Introduction

The OMTD Processing Web Service API specification has been produced to allow the processing of data, within a workflow execution, to occur outside of the OpenMinTeD infrastructure. The target audience of this API are Text and Data Mining service providers that wish to make their processing components available within workflows in the OpenMinTeD platform, but want to retain the ability to deploy and manage the processing components themselves.

Motivation

During a typical workflow execution, OpenMinTeD processing components are retrieved from a public central repository and automatically deployed within the OpenMinTeD infrastructure. The requirement to make processing components publicly-accessible, or in a format compatible with OpenMinTeD (e.g. Docker image, UIMA analysis engine), is not always desirable or even possible. For example, there may be component developers that are unwilling to distribute their code due to commercial reasons, or they face constraints (e.g. financial, time) which prevent them from adapting their existing solutions to run on the OpenMinTeD platform.

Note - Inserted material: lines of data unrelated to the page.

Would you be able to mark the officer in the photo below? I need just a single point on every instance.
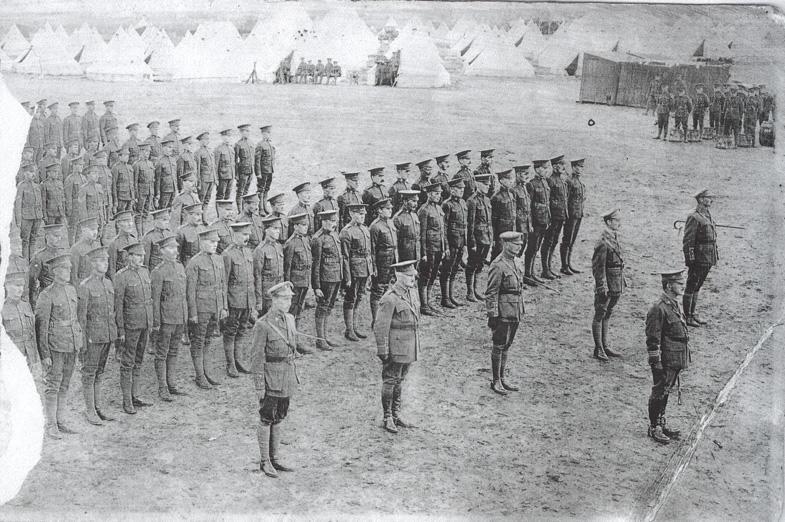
(397, 340)
(170, 314)
(669, 353)
(478, 234)
(540, 194)
(267, 263)
(275, 377)
(608, 269)
(350, 197)
(407, 226)
(401, 183)
(244, 161)
(358, 267)
(97, 318)
(327, 273)
(264, 165)
(60, 338)
(206, 295)
(504, 304)
(224, 164)
(504, 210)
(433, 243)
(455, 214)
(700, 252)
(576, 191)
(240, 296)
(297, 263)
(328, 202)
(374, 193)
(205, 170)
(384, 248)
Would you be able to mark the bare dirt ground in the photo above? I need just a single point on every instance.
(572, 444)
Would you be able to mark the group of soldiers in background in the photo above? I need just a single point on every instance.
(734, 111)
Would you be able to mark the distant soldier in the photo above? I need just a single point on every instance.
(224, 165)
(170, 315)
(60, 339)
(667, 343)
(575, 199)
(358, 267)
(479, 234)
(455, 215)
(327, 273)
(397, 335)
(609, 283)
(267, 263)
(97, 318)
(433, 243)
(504, 305)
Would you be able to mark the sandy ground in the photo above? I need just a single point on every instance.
(572, 444)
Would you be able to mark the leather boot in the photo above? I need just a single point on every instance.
(263, 437)
(160, 373)
(605, 344)
(596, 332)
(88, 390)
(125, 387)
(275, 442)
(502, 368)
(231, 368)
(348, 320)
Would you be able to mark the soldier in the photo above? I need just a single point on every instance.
(264, 166)
(88, 241)
(455, 213)
(297, 263)
(328, 202)
(609, 283)
(123, 185)
(350, 197)
(240, 295)
(478, 234)
(384, 249)
(60, 339)
(244, 156)
(303, 206)
(28, 210)
(504, 304)
(151, 240)
(667, 343)
(700, 253)
(540, 194)
(358, 267)
(575, 199)
(401, 183)
(134, 316)
(407, 226)
(106, 122)
(397, 340)
(206, 295)
(267, 263)
(504, 210)
(170, 315)
(96, 314)
(433, 243)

The Processing Web Service API was therefore conceived as an alternative mechanism by which Text and Data Mining service providers can quickly and easily integrate their solutions into the OpenMinTeD platform without facing the aforementioned obstructions. This means the providers are free to develop and deploy their processing components using whatever technologies they feel are more suitable, and then exposing these components to the OpenMinTeD platform through a thin Processing Web Service API layer.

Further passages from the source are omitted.